Uses of Generalized Linear Models for Linear Regression

Jared Korotney
December 14, 2015

            If you are currently, or will eventually, work as a statistician or another job that involves data and statistical analysis, you should probably be familiar with generalized linear models that allow for the modelling of certain kinds of data as well as using distributions to model data sets that involve positive quantities (ex. the population of a country). 
            The concept of generalized linear models (GLM's) was formulated by John Nelder and Robert Wedderburn, and was originally used bring various types of models together, such as logistic regression models and Poisson regression models. As a form of regression analysis, generalized linear models are quite useful for evaluating dependent variables, each of which is assumed to have been created from a certain type of distribution. In these models, the mean of each distribution is dependent on the independent variables. 

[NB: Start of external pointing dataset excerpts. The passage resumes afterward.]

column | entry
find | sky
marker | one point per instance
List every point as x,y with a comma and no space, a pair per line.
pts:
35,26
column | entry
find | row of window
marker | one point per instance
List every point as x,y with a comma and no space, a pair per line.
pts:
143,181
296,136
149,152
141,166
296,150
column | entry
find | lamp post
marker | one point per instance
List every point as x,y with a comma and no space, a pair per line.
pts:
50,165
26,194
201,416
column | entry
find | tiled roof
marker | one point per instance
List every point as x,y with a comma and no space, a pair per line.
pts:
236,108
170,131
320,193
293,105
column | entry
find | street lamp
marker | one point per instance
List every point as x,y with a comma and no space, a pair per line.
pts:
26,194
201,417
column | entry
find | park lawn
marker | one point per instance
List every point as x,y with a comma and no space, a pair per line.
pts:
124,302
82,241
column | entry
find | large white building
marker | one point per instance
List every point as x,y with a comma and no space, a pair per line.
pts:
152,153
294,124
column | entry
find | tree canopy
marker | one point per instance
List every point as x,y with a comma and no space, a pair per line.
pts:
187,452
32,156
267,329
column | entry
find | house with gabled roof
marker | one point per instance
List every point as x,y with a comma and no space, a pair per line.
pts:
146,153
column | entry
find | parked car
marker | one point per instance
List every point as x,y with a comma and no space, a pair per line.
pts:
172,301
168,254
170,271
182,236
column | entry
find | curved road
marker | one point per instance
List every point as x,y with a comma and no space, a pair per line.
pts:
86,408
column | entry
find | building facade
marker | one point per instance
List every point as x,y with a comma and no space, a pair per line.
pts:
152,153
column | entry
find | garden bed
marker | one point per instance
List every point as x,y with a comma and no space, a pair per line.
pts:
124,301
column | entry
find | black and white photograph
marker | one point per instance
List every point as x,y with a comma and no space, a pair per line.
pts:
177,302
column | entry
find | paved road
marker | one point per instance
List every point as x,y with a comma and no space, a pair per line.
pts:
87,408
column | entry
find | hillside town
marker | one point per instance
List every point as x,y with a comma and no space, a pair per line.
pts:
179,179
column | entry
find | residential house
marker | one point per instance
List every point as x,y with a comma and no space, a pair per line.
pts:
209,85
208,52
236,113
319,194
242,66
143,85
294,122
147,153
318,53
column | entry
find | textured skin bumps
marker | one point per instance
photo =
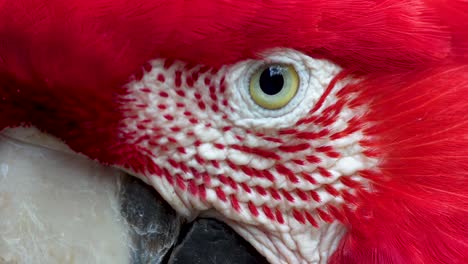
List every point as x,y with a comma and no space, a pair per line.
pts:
64,67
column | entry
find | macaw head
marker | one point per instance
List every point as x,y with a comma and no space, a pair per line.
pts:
321,131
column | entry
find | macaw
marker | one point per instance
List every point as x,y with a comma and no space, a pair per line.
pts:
320,131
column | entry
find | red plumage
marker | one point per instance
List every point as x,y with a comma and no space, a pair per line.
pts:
62,63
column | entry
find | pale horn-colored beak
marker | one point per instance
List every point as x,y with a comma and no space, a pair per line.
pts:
59,207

            A GLM will typically consist of three components. The first component is a probability distribution from the exponential family. The most common distribution group in this case is what is known as the "overdispersed exponential family of distributions." This group is also a branch of the exponential dispersion model, which allows this distribution family to use a dispersion parameter that is typically related to the variance of distribution. The second component is the use of a linear predictor, which incorporates the independent variables into the GLM. It is directly related to the expected value of the data (the reason that it is called the "predictor"). However, the third and final component needs to be involved with assisting the linear predictor in evaluating the data in order to use the independent variables, and that component is known as a link function. Link functions are used for comparing the linear predictor with the mean of the data set. Many link functions can be used in these situations, and they are also commonly used for "linking" its domain to the mean range. 
            There are several extensions to the GLM that should be noted. One point to make about the GLM is that in terms of clustered data, it guesses that the information and measurements used in the data are not correlated. The use of extensions in this scenario is for allowing the correlation to be visible in the data among various observations. a second extension to the GLM is a generalized additive model (GAM). These models are used in a manner such that the linear predictor is not restricted to just being linear. 
            Many times, the GLM will be confused with general linear models (general, not generalized). Although the general linear model is also a generalization of the multiple linear regression model, the biggest difference between this and GLMs (although both are abbreviated in the same way) is that the general linear model follows a multiple linear regression pattern, as opposed to the GLM which uses a single linear regression pattern. Also, the GLM is an extension of the general linear model in order for it to incorporate response variables that are a follow-up to any distribution in the exponential distribution family. The general linear model is also encompassed by the GLM, which also allows for the expansion of linear least-squares models.
            With the GLM, there will usually be estimations and tests that must be performed to receive the best and most logical answers. The parameters that are used for estimation can be examined by the "maximum likelihood method", which is a mathematical method used just for estimating the parameters of a data set. In this case, the method will use a selected set of values of a group of model parameters used to maximize the likelihood function, which is simply the statistical model of a given set of parameters.
            Today, many advanced technological systems use the generalized linear model in accordance with many other types of statistical models, with the main models being logistic regression, multiway frequency analysis, logit models, and Poisson regression. In logistic regression, a binary response variable is modeled as a part of a logit link function. Speaking of which, the logit model uses these variables are modeled as "binomial random variables", which are variables that lie in accordance with binomial distribution. Multiway frequency analysis refers to the response variable typically being modeled as a Poisson random variable, which also goes the same for, obviously, the Poisson regression model.